We talked about total reconstruction using either a stomach muscle or a back muscle. The stomach option (and the before/after photos he showed) is intriguing. Muscle, fat, and tissue from the belly button to the hipbone is removed and shaped into a breast. Totally natural looking breasts and flat stomach – but an 8-10 week recovery and possibility of necrosis. Additionally, with the stomach, there can be only one breast reconstruction surgery. If I were to get cancer again, the stomach would be off-limits. Awkward moment: I was asking about the exact area on the stomach and the doc asked me to stand and look in the mirror. He lowered the waistband of my pants a bit to show me, then he grabbed a handful of tummy. With the other hand, he grabbed my right breast and squeezed both. “Your tummy isn’t quite as big as your breast, so we’ll have to inject fat from another area,” he said. Um, maybe.
The option using the back muscle is similar, but would require a small implant under the relocated back muscle. No.
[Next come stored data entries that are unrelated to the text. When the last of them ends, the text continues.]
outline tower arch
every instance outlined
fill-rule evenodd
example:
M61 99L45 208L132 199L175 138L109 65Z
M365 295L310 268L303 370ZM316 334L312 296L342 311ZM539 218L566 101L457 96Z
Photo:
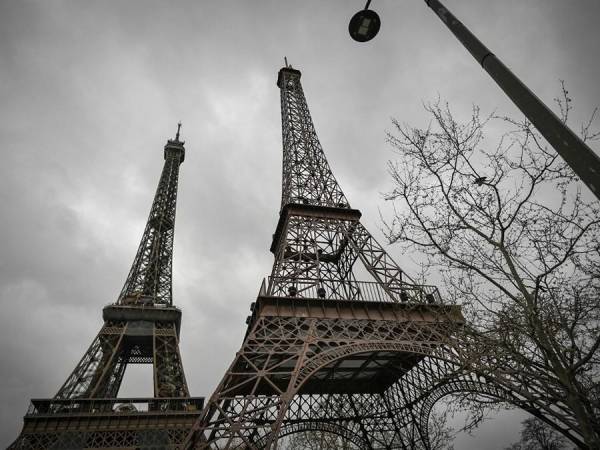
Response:
M344 439L347 442L353 444L356 449L367 449L368 443L360 436L359 433L351 430L349 427L343 424L329 423L329 422L300 422L290 423L281 427L277 439L280 440L287 436L292 436L298 433L305 433L310 431L320 431L324 433L334 434ZM266 436L262 440L255 442L257 448L263 448L266 443Z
For lumpectomy, the plastic surgeon would come into the OR after the breast surgeon removes the area around where the tumors were. Without knowing exactly how much tissue will be removed, he’ll shape, possibly reduce, and lift the breast, making it look as natural and good as possible. Since the lumpectomy will require six weeks of radiation, all other reconstruction must wait. (Radiation can cause skin changes and change in the size and shape of the breast, so it’s best to wait until the skin is healed – anywhere from four to six months after radiation is over, or in my case, right after the spring semester ends.) I’ll have a few follow ups then to make sure I’m satisfied with the size and shape (if not, fat from the tummy, butt, or thighs will be lipo’d and injected in the breast). Once the right breast is satisfactory, he’ll work on the left breast to make them symmetrical – a lift at minimum, reshaping with fat injections at most. All follow ups will be out patient, and just an hour or two each.
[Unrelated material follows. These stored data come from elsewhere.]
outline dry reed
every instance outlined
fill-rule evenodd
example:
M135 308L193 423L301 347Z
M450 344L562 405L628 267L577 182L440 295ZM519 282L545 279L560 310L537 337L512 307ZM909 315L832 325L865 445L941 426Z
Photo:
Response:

I asked about next steps. “Choose what’s best for you and the breast surgeon’s office will schedule with us,” he said.
By the time I got home, I knew the lumpectomy was the best option. Surgery is scheduled: July 21.
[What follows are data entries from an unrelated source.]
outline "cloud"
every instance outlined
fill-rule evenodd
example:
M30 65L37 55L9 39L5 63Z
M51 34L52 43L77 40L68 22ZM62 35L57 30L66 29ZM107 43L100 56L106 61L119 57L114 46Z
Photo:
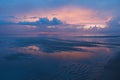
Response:
M113 17L107 23L106 27L97 30L98 33L106 35L119 35L120 34L120 17Z
M1 21L14 21L15 22L15 20L17 20L17 17L15 17L15 16L1 16L0 15L0 20Z
M28 21L25 21L25 22L19 22L19 24L22 24L22 25L37 25L37 26L40 26L40 25L61 25L63 24L63 22L59 19L57 19L56 17L54 17L52 20L49 20L47 17L44 17L44 18L40 18L38 21L35 21L35 22L28 22Z
M107 22L106 28L93 27L89 31L115 33L119 32L120 29L119 5L120 0L1 0L0 24L12 24L13 21L19 22L21 25L27 25L27 28L31 28L29 26L33 25L45 25L49 26L50 30L51 28L55 30L57 25L57 28L61 31L65 29L66 31L79 30L82 32L82 27L85 27L86 24L104 24L109 18L113 17ZM17 18L14 16L17 16ZM77 26L61 26L61 24L64 24L63 22ZM38 30L46 31L47 27L43 28Z
M108 27L120 27L120 16L112 18L107 24Z
M10 21L0 20L0 25L6 25L6 24L15 24L15 23Z
M102 20L100 18L105 18L106 16L114 16L118 15L119 9L119 3L120 0L1 0L0 2L0 15L14 15L18 17L23 16L36 16L37 17L51 17L51 15L61 19L75 23L79 21L81 23L81 20L89 22L101 22ZM27 5L27 6L26 6ZM83 15L84 11L79 11L75 9L71 9L73 6L77 7L78 9L88 9L93 10L92 16L89 16L89 12L86 12L88 14ZM60 9L67 7L68 12L60 11ZM57 10L57 11L56 11ZM70 12L71 11L71 12ZM57 14L56 14L57 13ZM81 13L83 13L81 15ZM39 14L39 15L38 15ZM56 16L57 15L57 16ZM52 16L52 17L53 17ZM59 17L58 17L59 16ZM88 17L86 17L88 16ZM63 19L64 18L64 19ZM99 18L99 19L97 19ZM67 19L67 20L66 20ZM24 19L23 19L24 20Z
Now I’m starting to get nervous.
In other news: I went out of town for the weekend. It was the first trip I’ve taken since… I don’t know. November maybe? Not sure if I could make the drive myself, I took my mom and the kids to stay with family, about half way to my final destination. We toured a dairy farm, and I was completely fine with walking (quickly in the rain) for part of the tour. Oxygen levels seemed fine, no heavy limbs or excessive yawning. The next day, I finished the drive (another few hours) to see friends and attend a concert. It was super awesome that the band members wore breast cancer bracelets through the concert in my honor. (We went to high school with the band’s drummer, and it was coordinated through him.) I spent part of the concert sitting, but I’m okay with that. Oxygen stayed on target, and even without an afternoon nap, I was okay with the late night (although when we got back to my friend’s house, I crashed). It was a long drive back on Sunday, but I survived!